Hank Trammel, Winter’s law-enforcement mentor, once told Winter that law enforcement was like a twenty-four-hour, seven-day-a-week gambling casino. The bad guys ran the house, so while there were hot streaks for the cop players, over the course of any lawman’s career the house odds prevailed. The best a lawman could do was to ride the hot streaks and grin and bear it when the deck went against you. Since you couldn’t count on luck, you used your brain, worked hard, and called upon your skills to raise your odds of success. Life-and-death cases like this one were the high-stakes table. If Lucy and her child were still alive, they wouldn’t be breathing any longer than necessary.
Winter didn’t know why Click had left the hotel, but he was sure the boy hadn’t run because he knew anybody was onto him.
The rain and the traffic acted as an effective veil. Winter used the cell phone’s earpiece so he could talk hands-free. He stayed a quarter mile behind Alexa, who remained far enough behind Click so she could keep him in sight, but far enough back so he wouldn’t notice her car.
“You think somebody spelled him at the hotel?” Alexa asked.
“Doesn’t matter.”
“If we’d been a couple of minutes later in realizing who he was, he’d have been long gone. We couldn’t have spooked him, could we?”
“No,” Winter said.
“Not like we have a lot of leads, if this doesn’t pan out,” Alexa said.
“The fact that he was tagging after the judge is more than enough evidence for me that the Smoots are involved in the abduction.”
“Clayton’s the best there is at gathering and interpreting intelligence. Far as I know, if the man says he’s sure, he’s right on target.”
“He certainly gathered a lot of information in a very short time. Does he have his own firm?”
“He’s part of a larger network, I guess you’d say.”
“They know he hacks intel systems?”
“Well, if they didn’t trust him, he couldn’t do it. Not in these troubled times. The intel community has been under so much pressure lately.”
“You’ve used him on official business?”
“I’ve used him in an advisory capacity. Brass doesn’t like agents going outside, especially when it turns out they are successful where we weren’t. I don’t have to tell you how it works.”
“Territorial imperative meets the Peter Principle,” Winter said.
“All I know is that without Clayton, we wouldn’t have been able to get our hands around this one. If he hadn’t come in, I’d have done about as well standing on a median strip with a cardboard sign that said, ‘Stop if you’ve seen any missing people.’?”
Winter laughed. “You couldn’t say which people.”
“Click might not know any of the specifics about the grab or where our people are being held,” Alexa said, sadly.
They were driving on Independence Boulevard in light traffic. Click wasn’t trying to be evasive in the least.

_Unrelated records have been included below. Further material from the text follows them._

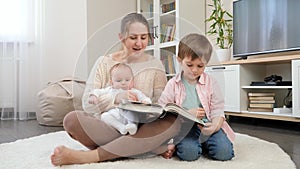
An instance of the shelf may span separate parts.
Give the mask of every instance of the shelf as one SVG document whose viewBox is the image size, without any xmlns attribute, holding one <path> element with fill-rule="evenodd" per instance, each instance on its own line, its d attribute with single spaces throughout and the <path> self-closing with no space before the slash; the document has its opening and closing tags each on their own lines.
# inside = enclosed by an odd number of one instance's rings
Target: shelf
<svg viewBox="0 0 300 169">
<path fill-rule="evenodd" d="M 242 89 L 291 89 L 292 86 L 242 86 Z"/>
<path fill-rule="evenodd" d="M 282 113 L 282 114 L 280 114 L 280 113 L 274 113 L 274 112 L 251 112 L 251 111 L 246 111 L 246 110 L 242 111 L 241 113 L 292 117 L 292 113 Z"/>
<path fill-rule="evenodd" d="M 154 45 L 147 46 L 145 50 L 154 50 Z"/>
<path fill-rule="evenodd" d="M 166 74 L 167 77 L 173 77 L 173 76 L 175 76 L 175 75 L 176 75 L 176 74 L 174 74 L 174 73 Z"/>
<path fill-rule="evenodd" d="M 260 118 L 260 119 L 270 119 L 270 120 L 282 120 L 282 121 L 291 121 L 291 122 L 300 122 L 300 118 L 293 117 L 292 115 L 287 114 L 274 114 L 274 113 L 258 113 L 258 112 L 225 112 L 226 116 L 239 116 L 239 117 L 251 117 L 251 118 Z"/>
<path fill-rule="evenodd" d="M 232 60 L 228 62 L 222 62 L 222 65 L 251 64 L 251 63 L 257 63 L 257 64 L 289 63 L 291 60 L 300 59 L 300 54 L 293 54 L 293 55 L 278 54 L 278 55 L 279 56 L 268 56 L 268 55 L 264 55 L 261 57 L 250 56 L 246 60 Z"/>
<path fill-rule="evenodd" d="M 163 16 L 167 16 L 167 15 L 175 15 L 175 13 L 176 13 L 176 10 L 172 10 L 172 11 L 169 11 L 166 13 L 162 13 L 160 16 L 163 17 Z"/>
<path fill-rule="evenodd" d="M 147 18 L 148 22 L 153 22 L 153 20 L 154 20 L 154 17 Z"/>
<path fill-rule="evenodd" d="M 272 60 L 274 59 L 274 60 Z M 261 63 L 262 62 L 262 63 Z M 265 118 L 300 122 L 300 54 L 281 55 L 269 58 L 256 58 L 231 62 L 228 65 L 210 66 L 207 69 L 221 85 L 225 96 L 225 112 L 234 116 Z M 241 64 L 234 64 L 241 63 Z M 220 69 L 222 68 L 222 69 Z M 252 82 L 263 81 L 271 74 L 278 74 L 285 81 L 292 81 L 286 86 L 251 86 Z M 229 80 L 227 80 L 229 79 Z M 273 112 L 249 112 L 249 92 L 274 92 L 275 107 Z M 280 107 L 293 107 L 285 112 Z"/>
<path fill-rule="evenodd" d="M 160 44 L 161 48 L 167 48 L 167 47 L 172 47 L 172 46 L 176 46 L 177 42 L 176 41 L 171 41 L 171 42 L 164 42 Z"/>
<path fill-rule="evenodd" d="M 137 11 L 146 16 L 150 32 L 155 34 L 145 51 L 162 61 L 166 73 L 170 73 L 168 78 L 180 70 L 176 61 L 180 35 L 205 30 L 205 6 L 205 1 L 198 0 L 137 0 Z"/>
<path fill-rule="evenodd" d="M 166 13 L 162 13 L 160 16 L 166 16 L 166 15 L 175 15 L 175 13 L 176 13 L 176 10 L 172 10 L 172 11 L 169 11 L 169 12 L 166 12 Z"/>
</svg>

“What do you hear from Precious?” Winter asked.
“Why do you ask?”
Precious was Antonia Keen’s nickname. Antonia was Alexa’s younger sister, but before they had found a permanent foster home, Alexa had also been a mother to the younger girl. Antonia had been a tomboy with a capital “T.” Winter had never particularly cared for her, and perhaps that was because she had openly resented his relationship with her older sister. He understood the psychology, but he couldn’t forgive her hostility toward him.
“Why wouldn’t I ask?” he said to Alexa. “Last I heard she was burning a path to the top of the Army. That still the case?”
“You have me in sight, Massey?”
“Sure do.”
“Our boy’s turning into a shopping center,” Alexa said.
“I see him.”
Winter noted that Alexa had just avoided answering his innocent question about her younger sister. Maybe Antonia had done something to upset Alexa, but more likely Alexa had too much on her mind at the moment to make small talk.
Winter put his mind on two people being held by scary people.